Tornando alla Biennale di Venezia, credo che sia anche un grande evento artistico che offre una grande piattaforma per mettere in discussione e sfidare le nostre prospettive e ideologie. Non è importante che un Padiglione europeo venga costruito o meno nei Giardini di Venezia: ciò che conta è che la questione dell’Europa vi sia rappresentata. Il collettivo EUPavilion (Anna Livia Friel e Marco Provinciali) con il progetto Eight Proposals ha invitato lo scorso anno otto artisti e studi di architettura a progettare un modello per il primo Padiglione europeo a Venezia, chiedendosiquali nuovi linguaggi rappresentativi siano necessari per definire l’identità di un’organizzazione sovranazionale in continua crisi e in perenne costruzione come l’Unione Europea. 

Riassumendo, in che direzione ci stiamo muovendo? 

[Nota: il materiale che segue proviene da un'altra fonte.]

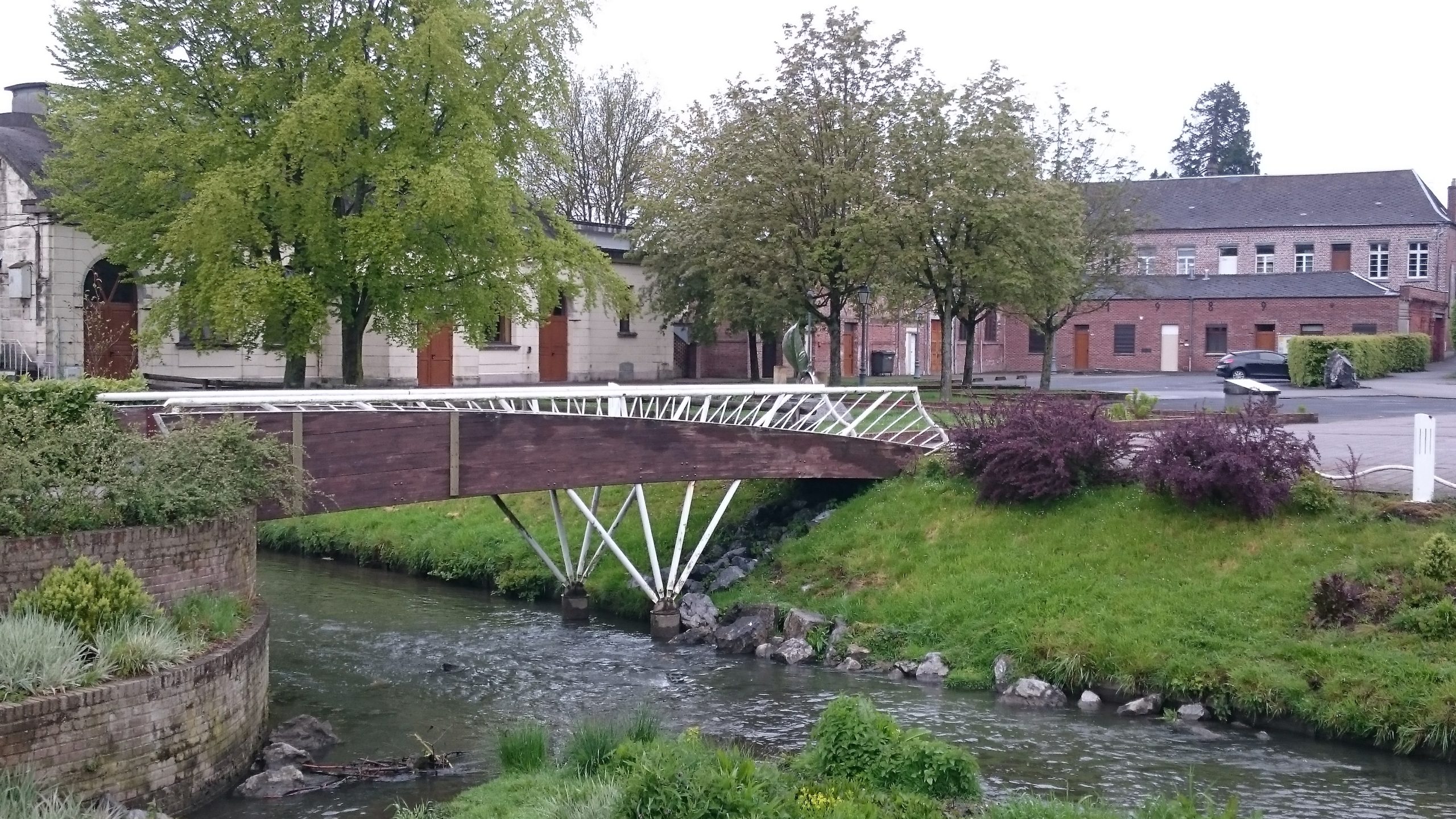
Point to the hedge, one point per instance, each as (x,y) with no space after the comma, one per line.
(1374,356)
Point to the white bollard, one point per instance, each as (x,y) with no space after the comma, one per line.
(1423,473)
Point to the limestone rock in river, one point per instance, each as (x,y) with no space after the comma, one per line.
(800,621)
(698,611)
(794,652)
(932,668)
(306,734)
(743,634)
(1034,693)
(1142,707)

Secondo recenti sondaggi, la pandemia di Covid ha rafforzato il sentimento europeo e generato un’ondata di solidarietà senza precedenti tra le persone ma anche, e soprattutto, tra i diversi Stati membri dell’UE. Ma come sappiamo fin troppo bene, la solidarietà è un legame fragile che va alimentato e curato. Oggi, la pressione economica esercitata dalla guerra in Ucraina rischia di rafforzare le forze nazionaliste ed estremiste in tutta Europa. Più che mai, dobbiamo rimanere vigili e ricordarci ancora una volta che l’Europa è un’opera in divenire ed è nostro compito contribuire a trasformarla in un luogo migliore in cui vivere per tutti. Per quanto riguarda il futuro del Padiglione europeo, quella che era nata come un’idea, una dichiarazione che faceva riflettere, si è trasformata in una piattaforma artistica ambiziosa e concreta. Il nostro obiettivo è quello di farne la prima biennale d’arte sull’Europa, con contributi artistici che rappresentino le molteplici prospettive e sfaccettature che compongono il nostro continente e che contribuiscano a plasmare il suo futuro: il nostro futuro.